Bloomberg L.P., the world’s largest financial market data and information provider, will continue to expand its Chinese business by launching more products and hiring more local talent despite an industry downturn.
The company plans to hire new local staff and develop more localized functions on its terminals and produce more local content.
In contrast, its major competitor, Thomson Reuters Corp., announced 3,000 job cuts last year, mainly in its financial and risk division, after it eliminated 2,500 positions that same year.
Things are not very optimistic for other media players either, especially in the newsroom.
BBC News saw a net reduction of 220 jobs in July after cutting about 200 between 2012 and 2013. The Wall Street Journal and USA Today also announced plans to eliminate positions.
Bloomberg is ratcheting up its mainland business, investing heavily in new hires.
“We will continue to invest across Greater China. In fact, we just recently expanded the sales team and the analytics desk,” head of Asia Mark Flatman told EJ Insight.
“We have recently hired five experienced financial professionals and graduates from China’s top universities for our sales force,” he said.
Flatman did not say how many people they plan to hire.
The analytics desk is the round-the-clock customer help desk for Bloomberg terminals. It has helped produce sales people who have become familiar with the workings of the terminal operations and their competitive advantages.
Global spend on market data or analysis rose 1.1 percent to US$25.88 billion in 2013, the weakest growth since 2009, according to Burton-Taylor International Consulting LLC.
“We didn’t see a drop in spending, [in contrast] we are seeing stronger business growth… not only in China, but every geography and office across Asia is expanding,” Flatman said.
Bloomberg has seen 20 percent growth in Hong Kong and in the rest of Asia in the past few years. Revenue from Asia accounts for about 20 percent of the total.
Besides onshore subscribers, an increasingly global yuan is driving demand for tools and data that can connect investors to China through offshore markets.
As part of the expansion plan, Bloomberg will introduce more specific functions and solutions for the onshore and offshore China market.
“We will work on offerings in portfolio management, risk models for the Chinese market and data analytics around bond futures,” Flatman said.

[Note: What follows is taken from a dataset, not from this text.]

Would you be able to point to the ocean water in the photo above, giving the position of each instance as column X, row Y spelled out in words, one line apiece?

“We are the first to market with onshore renminbi tools and data for portfolio valuation and risk analysis. We are also the first to deliver China interbank foreign exchange rates globally.”

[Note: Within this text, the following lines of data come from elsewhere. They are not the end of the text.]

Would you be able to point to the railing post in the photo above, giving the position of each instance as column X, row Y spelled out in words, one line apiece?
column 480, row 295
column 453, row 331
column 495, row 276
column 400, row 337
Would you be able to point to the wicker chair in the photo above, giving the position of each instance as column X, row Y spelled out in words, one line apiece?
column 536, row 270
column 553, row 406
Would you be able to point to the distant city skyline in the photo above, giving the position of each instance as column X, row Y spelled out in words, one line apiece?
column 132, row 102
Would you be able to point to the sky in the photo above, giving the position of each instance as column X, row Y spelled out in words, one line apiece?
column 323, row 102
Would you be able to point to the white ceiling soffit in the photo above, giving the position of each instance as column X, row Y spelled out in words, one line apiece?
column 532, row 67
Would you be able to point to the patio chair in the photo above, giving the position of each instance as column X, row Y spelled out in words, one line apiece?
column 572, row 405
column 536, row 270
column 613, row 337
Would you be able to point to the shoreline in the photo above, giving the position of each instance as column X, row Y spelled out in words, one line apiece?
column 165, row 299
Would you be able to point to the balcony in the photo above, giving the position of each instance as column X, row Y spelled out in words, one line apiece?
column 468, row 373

Bloomberg launched a bond portal tailored to the ASEAN (Association of Southeast Asia Nations) market, featuring an aggregated platform for local currency bonds to enhance transparency and liquidity for investors.

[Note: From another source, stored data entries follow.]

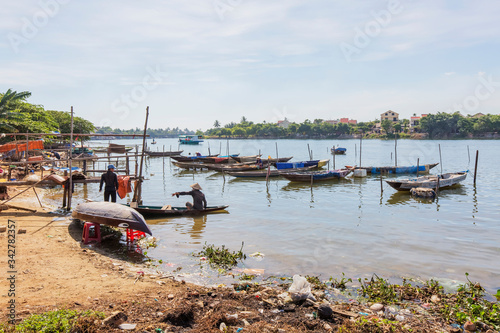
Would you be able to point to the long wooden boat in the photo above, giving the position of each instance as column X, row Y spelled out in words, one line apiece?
column 193, row 158
column 263, row 172
column 308, row 176
column 190, row 139
column 112, row 214
column 160, row 211
column 424, row 168
column 190, row 165
column 301, row 164
column 163, row 153
column 430, row 181
column 338, row 150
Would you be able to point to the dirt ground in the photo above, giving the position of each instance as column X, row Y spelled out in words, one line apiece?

However, its plan to offer more Chinese content could be a hard slog.
Last year, it was reported that a Bloomberg editor killed a story about alleged hidden financial ties between wealthy Chinese and the families of the country’s top leaders.
Another story about the children of senior officials employed by foreign banks was also axed.
Bloomberg maintains that its news coverage in China complies with its license to report the news there.